Comment 6: Please specify whether the pharmacokinetic parameters were derived using non-compartmental or compartmental analysis. More detail on the methodology will help readers interpret the results. The units used for concentration, pharmacokinetic parameters, and graphical presentation appear inconsistent. Please adopt a uniform system of units throughout to prevent confusion.

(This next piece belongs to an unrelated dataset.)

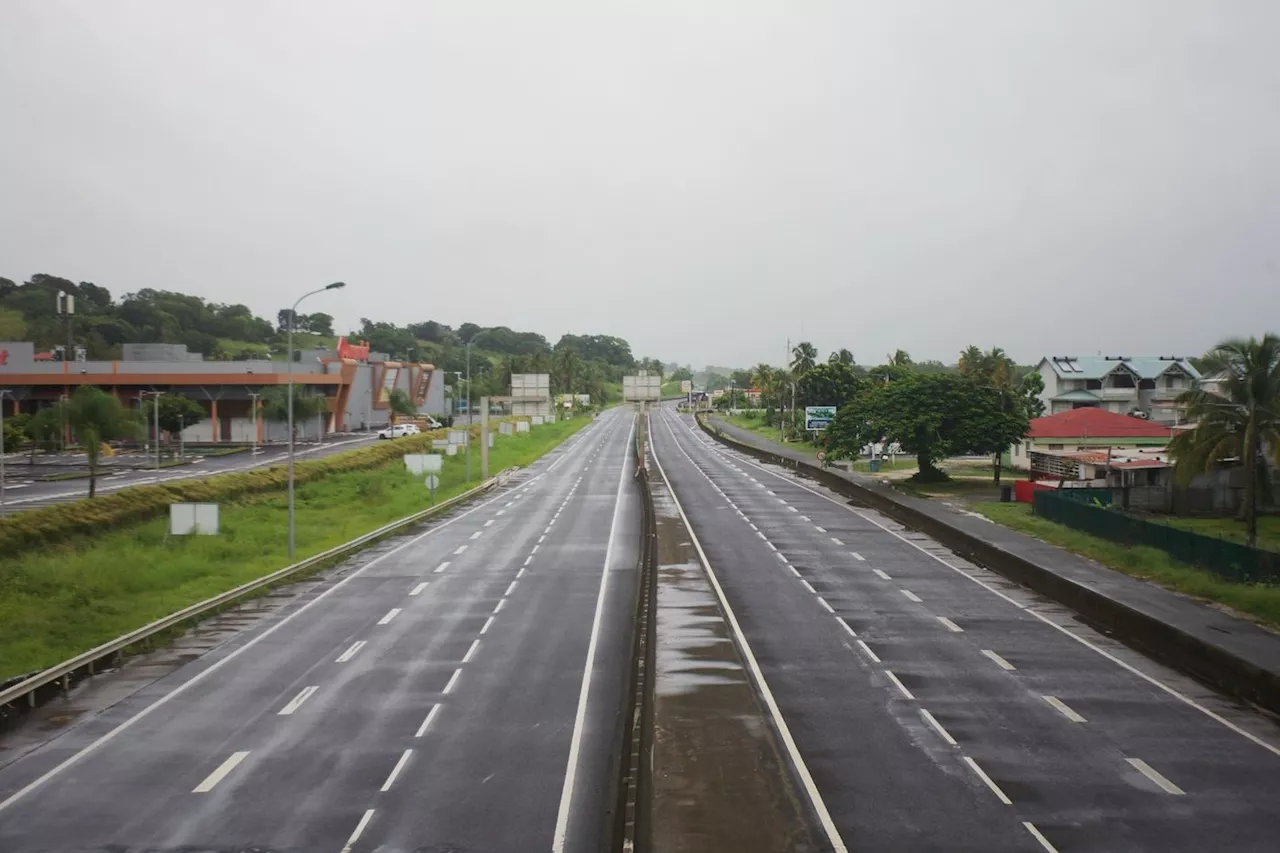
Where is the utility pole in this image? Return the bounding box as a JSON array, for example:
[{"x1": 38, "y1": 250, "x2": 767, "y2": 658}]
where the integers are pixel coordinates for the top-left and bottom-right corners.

Response 6: Thank you for pointing this out. We have clarified in the Materials and Methods section that all pharmacokinetic parameters were derived using a non-compartmental analysis. We have also added more detailed descriptions of the methodology used for parameter calculation (lines 599-624). Additionally, we have revised the entire manuscript to ensure consistency in the units used for concentration, time (hours), and pharmacokinetic parameters, including in all figures and tables. These changes were made to enhance clarity and prevent misinterpretation of the data.

Reviewer 2 Report

Comments and Suggestions for Authors

The manuscript presents highly promising preclinical findings, but revisions are necessary to strengthen methodological rigor and data interpretation.

Results:

You applied linear regression analysis, but this method is not described in the methodology. Why was nonlinear compartmental analysis not used? Since you have the data, presenting it in a different format (e.g., nonlinear compartmental modelling) may be more appropriate. If you have a strong reason for using linear regression, please provide supporting evidence. Otherwise, the limitations of this approach should be explicitly discussed in the discussion section.

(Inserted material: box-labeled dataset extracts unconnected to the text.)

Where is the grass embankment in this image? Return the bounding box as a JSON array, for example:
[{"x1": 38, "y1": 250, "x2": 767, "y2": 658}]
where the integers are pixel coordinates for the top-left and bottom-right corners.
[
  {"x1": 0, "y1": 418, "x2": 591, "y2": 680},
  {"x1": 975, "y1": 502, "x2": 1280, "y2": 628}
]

The study does not differentiate between free and bound SE-33 peptide. The high concentration in the liver may represent bound peptide, which may not be bioactive. Please clarify in the methodology and results what is being measured—is it total peptide, free peptide, or a mix of both?

The X-axis title in Figure 3 should be ‘Time (h)’ instead of ‘Time points’.

Methodology:

Assay Validation (Section 4.10): Has the assay method been validated? Is the assay stability-indicating? Please provide validation data (e.g., accuracy, precision, linearity, limit of detection).

Line 482: Specify which type of tube was used for heparinised blood collection (e.g., EDTA vs. lithium heparin).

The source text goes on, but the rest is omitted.